I believe it is far easier to edit down than to edit up.  If I write an overly descriptive scene of a powerful and perhaps disturbing moment in the story, without censoring it, without worrying about it, I am more likely to get the right feel and the right detail to make it work appropriate to the story via later revisions.  This may not be true for you, but I still recommend writing much more than you’ll keep.  You’ll likely end up with plenty of material and room to revise without having to do the extra lifting of adding filler.

Lastly, recognize that your writer persona is at least a little separate from who you are in-person.  A friend of mine mentioned to me this weekend that my writing “doesn’t even sound like you” by which she meant that I don’t exactly talk like I write.  Certainly this is true of most of us.  When we communicate in-person there’s not much editing and revision going on.  Our body language, our tone of voice, the casual way we talk about subjects forgotten ten minutes later all create a dynamic much different from what is on the page.
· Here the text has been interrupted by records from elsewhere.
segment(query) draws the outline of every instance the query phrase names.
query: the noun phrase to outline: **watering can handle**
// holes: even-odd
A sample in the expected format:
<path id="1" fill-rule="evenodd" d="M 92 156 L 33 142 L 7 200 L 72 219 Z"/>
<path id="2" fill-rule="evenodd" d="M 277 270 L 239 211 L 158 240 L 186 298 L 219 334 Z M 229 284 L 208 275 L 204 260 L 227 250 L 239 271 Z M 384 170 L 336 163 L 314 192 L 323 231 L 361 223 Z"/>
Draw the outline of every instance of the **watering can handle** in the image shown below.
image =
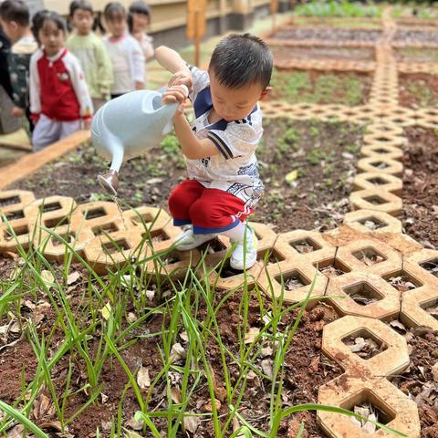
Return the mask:
<path id="1" fill-rule="evenodd" d="M 183 88 L 184 95 L 185 95 L 185 97 L 187 98 L 187 97 L 189 96 L 189 89 L 188 89 L 187 86 L 184 85 L 184 84 L 181 84 L 180 87 L 182 87 L 182 88 Z M 163 90 L 162 92 L 164 92 L 166 89 L 160 89 L 160 92 L 162 92 L 162 90 Z M 166 126 L 163 128 L 162 134 L 162 135 L 167 135 L 169 132 L 171 132 L 171 130 L 172 130 L 172 128 L 173 128 L 173 122 L 172 122 L 172 120 L 169 120 L 169 121 L 166 123 Z"/>
<path id="2" fill-rule="evenodd" d="M 189 88 L 185 84 L 180 84 L 178 87 L 182 87 L 182 89 L 184 90 L 184 96 L 186 98 L 189 97 Z M 158 90 L 159 93 L 164 94 L 167 91 L 168 88 L 163 87 L 162 89 L 160 89 Z"/>

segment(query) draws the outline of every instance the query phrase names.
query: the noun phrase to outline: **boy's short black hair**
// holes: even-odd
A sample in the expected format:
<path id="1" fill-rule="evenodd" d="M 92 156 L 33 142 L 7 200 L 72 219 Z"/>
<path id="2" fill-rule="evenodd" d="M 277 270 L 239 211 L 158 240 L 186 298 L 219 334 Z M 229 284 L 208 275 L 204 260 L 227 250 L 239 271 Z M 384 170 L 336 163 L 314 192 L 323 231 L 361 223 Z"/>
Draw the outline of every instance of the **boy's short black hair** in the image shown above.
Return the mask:
<path id="1" fill-rule="evenodd" d="M 70 16 L 73 16 L 78 10 L 89 11 L 91 15 L 94 14 L 93 6 L 87 0 L 73 0 L 70 3 Z"/>
<path id="2" fill-rule="evenodd" d="M 32 16 L 32 23 L 30 26 L 30 30 L 34 36 L 34 38 L 39 43 L 38 32 L 41 27 L 41 23 L 43 18 L 49 13 L 47 9 L 42 9 L 41 11 L 36 12 L 34 16 Z"/>
<path id="3" fill-rule="evenodd" d="M 144 14 L 151 16 L 151 8 L 142 0 L 136 0 L 131 3 L 130 12 L 130 14 Z"/>
<path id="4" fill-rule="evenodd" d="M 103 16 L 107 21 L 113 21 L 118 18 L 126 18 L 126 9 L 119 2 L 109 3 L 103 10 Z"/>
<path id="5" fill-rule="evenodd" d="M 128 26 L 130 27 L 130 32 L 132 32 L 133 29 L 132 14 L 143 14 L 151 20 L 151 8 L 142 0 L 137 0 L 131 3 L 129 11 Z"/>
<path id="6" fill-rule="evenodd" d="M 0 16 L 6 22 L 15 21 L 18 26 L 29 26 L 29 8 L 22 0 L 1 2 Z"/>
<path id="7" fill-rule="evenodd" d="M 55 23 L 55 26 L 57 27 L 58 30 L 64 33 L 64 35 L 67 34 L 67 24 L 64 20 L 64 18 L 57 14 L 57 12 L 54 11 L 47 11 L 45 14 L 41 16 L 41 18 L 38 20 L 37 23 L 37 29 L 36 29 L 36 34 L 44 27 L 44 25 L 47 22 L 51 21 L 52 23 Z"/>
<path id="8" fill-rule="evenodd" d="M 265 89 L 271 80 L 272 66 L 271 50 L 262 39 L 250 34 L 231 34 L 214 48 L 209 70 L 230 89 L 259 83 Z"/>

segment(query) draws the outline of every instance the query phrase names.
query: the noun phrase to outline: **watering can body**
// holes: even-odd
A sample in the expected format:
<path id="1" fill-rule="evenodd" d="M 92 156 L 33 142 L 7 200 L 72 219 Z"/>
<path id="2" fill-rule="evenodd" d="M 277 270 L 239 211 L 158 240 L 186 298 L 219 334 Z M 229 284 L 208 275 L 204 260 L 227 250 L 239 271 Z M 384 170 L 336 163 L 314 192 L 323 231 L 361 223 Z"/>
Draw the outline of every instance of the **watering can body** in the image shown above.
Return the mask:
<path id="1" fill-rule="evenodd" d="M 98 181 L 113 194 L 117 194 L 123 161 L 153 148 L 172 129 L 178 103 L 162 105 L 164 90 L 131 91 L 110 100 L 93 117 L 93 145 L 101 155 L 112 160 L 110 172 L 99 175 Z"/>

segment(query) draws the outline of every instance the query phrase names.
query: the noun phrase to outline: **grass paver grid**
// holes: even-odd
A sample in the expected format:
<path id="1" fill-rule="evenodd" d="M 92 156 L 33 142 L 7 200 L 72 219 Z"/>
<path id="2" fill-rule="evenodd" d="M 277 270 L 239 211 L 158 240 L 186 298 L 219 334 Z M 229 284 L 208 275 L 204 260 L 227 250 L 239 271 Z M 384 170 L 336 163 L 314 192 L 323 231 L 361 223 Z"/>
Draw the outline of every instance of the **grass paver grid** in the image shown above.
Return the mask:
<path id="1" fill-rule="evenodd" d="M 361 151 L 363 158 L 358 162 L 355 191 L 350 195 L 351 213 L 345 216 L 344 224 L 327 233 L 295 230 L 276 235 L 266 225 L 255 224 L 260 238 L 260 252 L 271 251 L 275 260 L 268 263 L 266 269 L 259 260 L 248 271 L 247 284 L 258 285 L 267 295 L 273 291 L 276 297 L 285 290 L 284 299 L 287 303 L 297 303 L 311 291 L 308 308 L 325 297 L 342 318 L 324 328 L 322 351 L 337 361 L 345 372 L 319 389 L 318 402 L 346 409 L 360 402 L 371 402 L 383 412 L 387 425 L 409 437 L 419 437 L 421 427 L 415 402 L 388 380 L 409 366 L 406 340 L 383 321 L 400 318 L 410 328 L 424 326 L 438 330 L 438 319 L 427 311 L 429 306 L 438 302 L 438 277 L 425 268 L 438 259 L 438 251 L 423 249 L 413 239 L 402 235 L 402 223 L 398 219 L 402 209 L 401 159 L 407 141 L 403 128 L 438 127 L 436 109 L 410 110 L 399 106 L 398 74 L 422 72 L 426 68 L 429 73 L 431 68 L 432 72 L 438 72 L 438 64 L 430 63 L 424 67 L 424 63 L 396 61 L 393 47 L 403 45 L 400 41 L 393 44 L 397 23 L 391 17 L 391 9 L 385 9 L 382 14 L 381 29 L 380 39 L 372 43 L 375 62 L 333 61 L 328 67 L 325 64 L 325 69 L 374 72 L 371 93 L 365 105 L 263 103 L 265 116 L 268 118 L 322 120 L 336 118 L 367 124 L 368 133 Z M 352 47 L 358 43 L 299 41 L 299 45 L 306 44 L 333 47 L 349 44 Z M 430 46 L 430 43 L 423 45 Z M 287 67 L 318 68 L 318 64 L 317 60 L 290 59 Z M 45 211 L 44 204 L 47 203 L 53 209 Z M 37 245 L 44 237 L 49 238 L 52 229 L 59 235 L 73 235 L 72 245 L 78 245 L 77 249 L 97 272 L 104 273 L 123 265 L 133 256 L 144 257 L 151 252 L 171 248 L 172 237 L 180 231 L 171 224 L 166 212 L 152 207 L 141 207 L 142 221 L 134 220 L 139 211 L 125 211 L 120 217 L 113 204 L 104 202 L 82 204 L 69 214 L 68 209 L 73 207 L 71 198 L 54 196 L 46 198 L 43 203 L 35 201 L 33 194 L 27 192 L 0 193 L 0 208 L 4 214 L 22 212 L 20 218 L 0 224 L 0 251 L 16 248 L 14 234 L 25 246 L 31 242 Z M 87 219 L 84 214 L 87 211 L 98 212 L 98 217 Z M 36 220 L 45 224 L 46 235 L 34 233 Z M 12 237 L 11 227 L 14 230 Z M 103 236 L 99 227 L 106 227 Z M 151 244 L 139 247 L 145 233 L 151 235 Z M 154 236 L 161 237 L 154 241 Z M 214 266 L 230 247 L 227 239 L 221 238 L 218 244 L 218 249 L 207 256 L 207 265 Z M 44 254 L 47 258 L 62 260 L 65 248 L 49 242 Z M 375 255 L 379 256 L 379 263 L 370 263 Z M 200 256 L 198 251 L 193 251 L 190 256 L 169 257 L 163 272 L 183 277 L 184 268 L 196 264 Z M 336 276 L 323 274 L 323 268 L 328 266 L 337 267 Z M 174 271 L 174 267 L 179 270 Z M 150 266 L 148 269 L 154 272 L 155 266 Z M 396 276 L 405 276 L 412 280 L 412 287 L 408 290 L 397 288 L 390 281 Z M 213 273 L 211 281 L 221 289 L 231 291 L 242 285 L 243 276 L 219 278 Z M 367 304 L 363 299 L 370 301 Z M 365 332 L 384 346 L 369 360 L 351 353 L 343 341 L 349 336 Z M 370 436 L 349 418 L 340 414 L 320 412 L 318 417 L 328 436 Z M 380 436 L 391 435 L 381 431 Z"/>

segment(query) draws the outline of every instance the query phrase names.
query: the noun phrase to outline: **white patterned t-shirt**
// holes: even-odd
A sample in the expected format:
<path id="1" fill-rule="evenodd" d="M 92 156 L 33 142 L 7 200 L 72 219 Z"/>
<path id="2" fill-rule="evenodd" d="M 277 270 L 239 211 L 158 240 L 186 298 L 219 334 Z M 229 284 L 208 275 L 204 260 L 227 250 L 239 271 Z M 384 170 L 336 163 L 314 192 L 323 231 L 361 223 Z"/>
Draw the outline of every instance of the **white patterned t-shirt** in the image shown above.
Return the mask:
<path id="1" fill-rule="evenodd" d="M 242 199 L 254 208 L 263 192 L 256 149 L 262 138 L 262 111 L 258 105 L 245 119 L 227 122 L 208 121 L 213 108 L 208 72 L 191 67 L 193 89 L 189 95 L 195 120 L 192 130 L 200 140 L 211 140 L 220 153 L 200 160 L 186 160 L 188 176 L 204 187 L 219 189 Z"/>

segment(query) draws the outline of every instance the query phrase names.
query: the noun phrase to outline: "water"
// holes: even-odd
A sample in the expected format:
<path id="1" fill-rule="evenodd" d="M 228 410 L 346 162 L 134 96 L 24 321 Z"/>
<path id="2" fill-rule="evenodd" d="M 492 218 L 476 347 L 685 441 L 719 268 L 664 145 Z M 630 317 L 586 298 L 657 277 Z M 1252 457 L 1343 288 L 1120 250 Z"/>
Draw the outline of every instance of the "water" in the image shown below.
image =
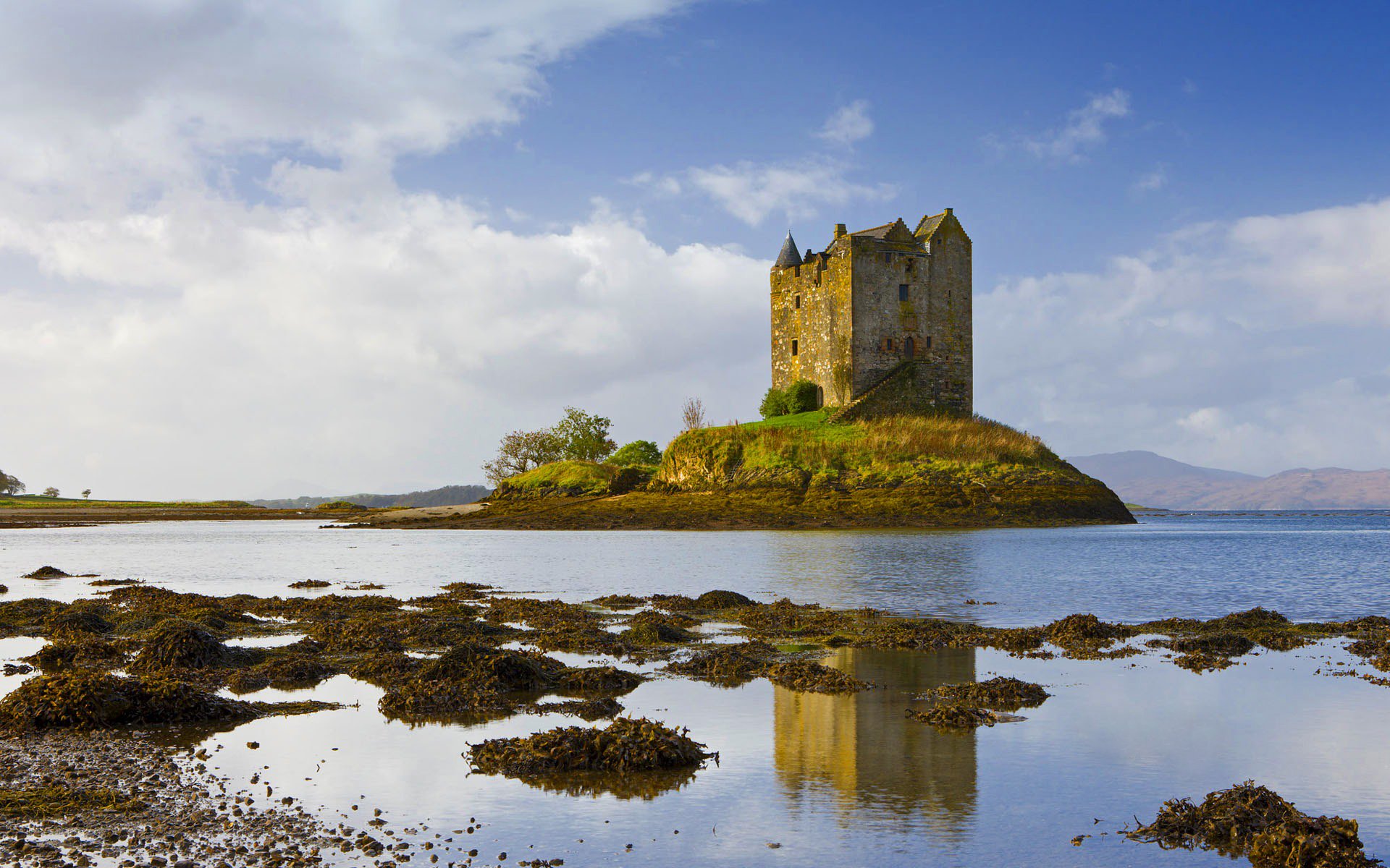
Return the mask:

Writing is where we get a chance to revise our thoughts before we share them with company.  Of course, once we’ve written things down and then released them into the wild we can’t take them back.  But this is not a reason to fear the truth in our writing, it is the precise reason we must write the truth.  Writing has a permanence that speaking does not.  We don’t have much opportunity to make our truth as beautiful when speaking as we do when writing.

So write freely, before anyone else sees it, and don’t fear what you have to say.  The truth, after all, is ours, and we have a right – as writers perhaps an obligation – to speak it.

We can always change the names later to protect the guilty.